L’Organisation maritime internationale (OMI) a approuvé, le 11 avril 2025, un ensemble de mesures contraignantes visant à intégrer de nouvelles normes d’émissions de gaz à effet de serre dans la convention Marpol. Ces dispositions, qui entreront en vigueur en 2027, ambitionnent de conduire le secteur maritime vers la neutralité carbone d’ici 2050.
Marpol : un tournant réglementaire majeur
L’OMI a validé un cadre réglementaire inédit, baptisé « IMO Net-Zero Framework », qui sera intégré à l’annexe VI de la convention Marpol. Ce dispositif repose sur deux piliers essentiels :
- une norme mondiale sur les carburants marins : Cette norme vise à réduire progressivement l’intensité en gaz à effet de serre des carburants utilisés par les navires. Elle s’appliquera aux navires de plus de 5.000 tonnes de jauge brute, responsables de 85% des émissions de CO₂ du secteur maritime.
- un mécanisme de tarification des émissions : Les navires dépassant les limites d’émissions devront acquérir des unités correctives pour compenser leur pollution excédentaire. À l’inverse, les navires à émissions nulles ou quasi nulles bénéficieront de récompenses financières, incitant à l’adoption de technologies plus propres.
Ces mesures seront officiellement adoptées en octobre 2025 et entreront en vigueur en 2027, conformément à la procédure d’acceptation tacite prévue par la convention Marpol.
Un consensus difficilement atteint
Les négociations ayant conduit à cet accord ont été particulièrement ardues. Une douzaine de pays, dont les États-Unis, ont exprimé leur opposition au cadre proposé. Malgré ces résistances, le texte a été adopté à l’issue d’un vote lors de la 83ème session du Comité de protection du milieu marin (MEPC) de l’OMI.
Arsenio Dominguez, secrétaire général de l’OMI, a salué cette avancée en déclarant : « L’approbation des projets d’amendements à l’annexe VI de Marpol, rendant obligatoire le cadre de neutralité carbone de l’OMI, représente une étape significative dans nos efforts collectifs pour lutter contre le changement climatique, moderniser le transport maritime et démontrer que l’OMI tient ses engagements ».
Un fonds pour soutenir les pays vulnérables
Un élément clé de ce nouveau cadre est la création du Fonds pour la neutralité carbone de l’OMI (IMO Net-Zero Fund). Alimenté par les recettes du mécanisme de tarification des émissions, ce fonds financera l’innovation, la recherche, les infrastructures et les initiatives de transition dans les pays en développement. Il visera également à atténuer les impacts négatifs sur les nations vulnérables, telles que les petits États insulaires en développement (PEID) et les pays les moins avancés (PMA), qui subissent les effets combinés du changement climatique et des pressions économiques dans le secteur maritime.
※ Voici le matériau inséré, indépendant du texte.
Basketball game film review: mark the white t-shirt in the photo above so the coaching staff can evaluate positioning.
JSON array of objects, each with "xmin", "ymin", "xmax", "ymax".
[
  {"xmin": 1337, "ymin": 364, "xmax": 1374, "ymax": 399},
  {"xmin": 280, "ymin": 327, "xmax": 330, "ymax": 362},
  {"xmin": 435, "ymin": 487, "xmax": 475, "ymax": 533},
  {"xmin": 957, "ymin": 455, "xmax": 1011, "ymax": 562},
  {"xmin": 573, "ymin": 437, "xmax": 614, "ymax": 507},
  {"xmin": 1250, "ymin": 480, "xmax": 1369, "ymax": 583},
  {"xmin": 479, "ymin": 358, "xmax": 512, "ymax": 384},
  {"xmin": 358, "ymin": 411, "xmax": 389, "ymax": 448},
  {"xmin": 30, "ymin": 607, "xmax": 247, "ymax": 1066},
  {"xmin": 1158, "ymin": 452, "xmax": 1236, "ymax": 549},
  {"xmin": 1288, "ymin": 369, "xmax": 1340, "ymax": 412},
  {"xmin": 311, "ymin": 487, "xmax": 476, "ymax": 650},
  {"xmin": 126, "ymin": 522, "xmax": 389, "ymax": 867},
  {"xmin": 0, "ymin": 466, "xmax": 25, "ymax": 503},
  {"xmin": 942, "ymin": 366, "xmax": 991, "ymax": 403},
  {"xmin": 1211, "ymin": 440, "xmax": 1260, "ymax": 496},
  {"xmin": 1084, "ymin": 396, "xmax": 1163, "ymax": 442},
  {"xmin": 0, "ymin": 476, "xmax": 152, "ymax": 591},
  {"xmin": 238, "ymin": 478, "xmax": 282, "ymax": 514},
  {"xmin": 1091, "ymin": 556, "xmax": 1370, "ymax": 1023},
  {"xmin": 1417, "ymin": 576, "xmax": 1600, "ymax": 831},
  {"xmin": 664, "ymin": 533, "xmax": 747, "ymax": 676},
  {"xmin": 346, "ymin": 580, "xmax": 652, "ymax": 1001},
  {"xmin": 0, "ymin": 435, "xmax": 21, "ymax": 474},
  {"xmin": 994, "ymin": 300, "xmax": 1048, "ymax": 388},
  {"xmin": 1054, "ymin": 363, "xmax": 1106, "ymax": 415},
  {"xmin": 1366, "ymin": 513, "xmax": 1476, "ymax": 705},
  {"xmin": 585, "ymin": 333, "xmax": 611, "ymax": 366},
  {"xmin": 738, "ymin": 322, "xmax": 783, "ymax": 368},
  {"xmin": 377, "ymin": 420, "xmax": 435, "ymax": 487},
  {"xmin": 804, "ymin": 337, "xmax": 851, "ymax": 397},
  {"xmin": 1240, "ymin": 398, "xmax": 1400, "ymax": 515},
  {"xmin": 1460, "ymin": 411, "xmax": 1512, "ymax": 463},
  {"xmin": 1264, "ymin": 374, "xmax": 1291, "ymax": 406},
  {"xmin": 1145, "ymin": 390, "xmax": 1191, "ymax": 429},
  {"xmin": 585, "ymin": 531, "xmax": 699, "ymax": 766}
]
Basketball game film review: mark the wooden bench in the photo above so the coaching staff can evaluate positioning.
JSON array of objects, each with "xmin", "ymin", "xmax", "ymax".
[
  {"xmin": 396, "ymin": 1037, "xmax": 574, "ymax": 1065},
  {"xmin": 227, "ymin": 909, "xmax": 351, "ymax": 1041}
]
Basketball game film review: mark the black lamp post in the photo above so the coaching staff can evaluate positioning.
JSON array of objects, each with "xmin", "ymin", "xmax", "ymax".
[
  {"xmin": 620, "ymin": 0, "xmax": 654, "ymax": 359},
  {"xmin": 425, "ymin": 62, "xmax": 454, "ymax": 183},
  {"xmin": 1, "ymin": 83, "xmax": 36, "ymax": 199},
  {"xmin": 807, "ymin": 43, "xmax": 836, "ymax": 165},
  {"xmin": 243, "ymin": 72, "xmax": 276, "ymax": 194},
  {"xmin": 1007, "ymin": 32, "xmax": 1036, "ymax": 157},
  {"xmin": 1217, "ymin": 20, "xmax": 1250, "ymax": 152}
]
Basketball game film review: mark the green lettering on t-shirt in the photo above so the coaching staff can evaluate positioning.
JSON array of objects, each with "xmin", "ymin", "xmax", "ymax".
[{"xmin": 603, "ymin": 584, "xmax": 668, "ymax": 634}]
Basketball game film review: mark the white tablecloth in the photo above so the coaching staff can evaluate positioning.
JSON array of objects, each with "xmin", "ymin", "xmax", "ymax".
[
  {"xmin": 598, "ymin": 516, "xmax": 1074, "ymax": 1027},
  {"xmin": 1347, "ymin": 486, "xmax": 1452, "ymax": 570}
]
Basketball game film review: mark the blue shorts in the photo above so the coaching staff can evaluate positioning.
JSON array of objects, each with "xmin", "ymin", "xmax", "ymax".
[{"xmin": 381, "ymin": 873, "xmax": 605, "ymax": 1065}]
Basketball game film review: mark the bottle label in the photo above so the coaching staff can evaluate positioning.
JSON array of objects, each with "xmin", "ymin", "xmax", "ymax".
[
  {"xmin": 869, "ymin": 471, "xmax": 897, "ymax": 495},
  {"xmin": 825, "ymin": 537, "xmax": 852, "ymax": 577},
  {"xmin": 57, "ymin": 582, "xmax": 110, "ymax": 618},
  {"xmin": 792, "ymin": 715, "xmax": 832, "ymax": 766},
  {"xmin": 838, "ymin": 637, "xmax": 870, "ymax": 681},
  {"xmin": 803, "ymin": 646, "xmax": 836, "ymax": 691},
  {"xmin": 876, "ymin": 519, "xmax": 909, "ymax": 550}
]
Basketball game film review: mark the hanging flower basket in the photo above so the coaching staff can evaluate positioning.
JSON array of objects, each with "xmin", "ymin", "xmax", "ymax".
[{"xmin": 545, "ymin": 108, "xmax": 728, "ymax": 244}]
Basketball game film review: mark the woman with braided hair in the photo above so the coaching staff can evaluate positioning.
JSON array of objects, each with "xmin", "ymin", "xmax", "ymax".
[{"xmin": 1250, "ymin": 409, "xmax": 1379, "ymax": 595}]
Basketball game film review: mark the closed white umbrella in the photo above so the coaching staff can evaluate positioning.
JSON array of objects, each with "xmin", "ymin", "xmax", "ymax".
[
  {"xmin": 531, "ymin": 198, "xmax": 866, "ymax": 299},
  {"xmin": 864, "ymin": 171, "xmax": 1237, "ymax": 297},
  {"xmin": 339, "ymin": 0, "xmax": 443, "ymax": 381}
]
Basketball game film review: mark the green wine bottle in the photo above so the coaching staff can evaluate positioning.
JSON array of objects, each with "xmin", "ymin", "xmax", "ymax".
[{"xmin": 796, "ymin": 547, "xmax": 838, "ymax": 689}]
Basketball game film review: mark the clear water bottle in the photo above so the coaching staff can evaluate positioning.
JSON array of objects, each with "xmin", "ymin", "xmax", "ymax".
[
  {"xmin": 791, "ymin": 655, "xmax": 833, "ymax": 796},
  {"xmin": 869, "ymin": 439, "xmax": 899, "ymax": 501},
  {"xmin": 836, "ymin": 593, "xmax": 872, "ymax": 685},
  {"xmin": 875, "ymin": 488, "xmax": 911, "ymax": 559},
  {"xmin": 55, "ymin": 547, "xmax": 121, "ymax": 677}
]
Émissions de gaz à effet de serre par le secteur maritime : l’Europe en première ligne
L’Union européenne a déjà pris des mesures ambitieuses pour réduire les émissions du transport maritime. Le règlement FuelEU Maritime, entré en vigueur le 1er janvier 2025, impose une réduction progressive de l’intensité en gaz à effet de serre des carburants marins utilisés par les navires de plus de 5.000 tonnes de jauge brute faisant escale dans les ports européens. Les objectifs sont les suivants :
2025 : réduction de 2% par rapport à 2020
2030 : réduction de 6%
2035 : réduction de 14,5%
2040 : réduction de 31%
2045 : réduction de 62%
2050 : réduction de 80%.
Par ailleurs, le système d’échange de quotas d’émission de l’UE (EU ETS) s’appliquera progressivement au secteur maritime, avec une obligation de couvrir 40% des émissions en 2025, 70% en 2026 et 100% à partir de 2027.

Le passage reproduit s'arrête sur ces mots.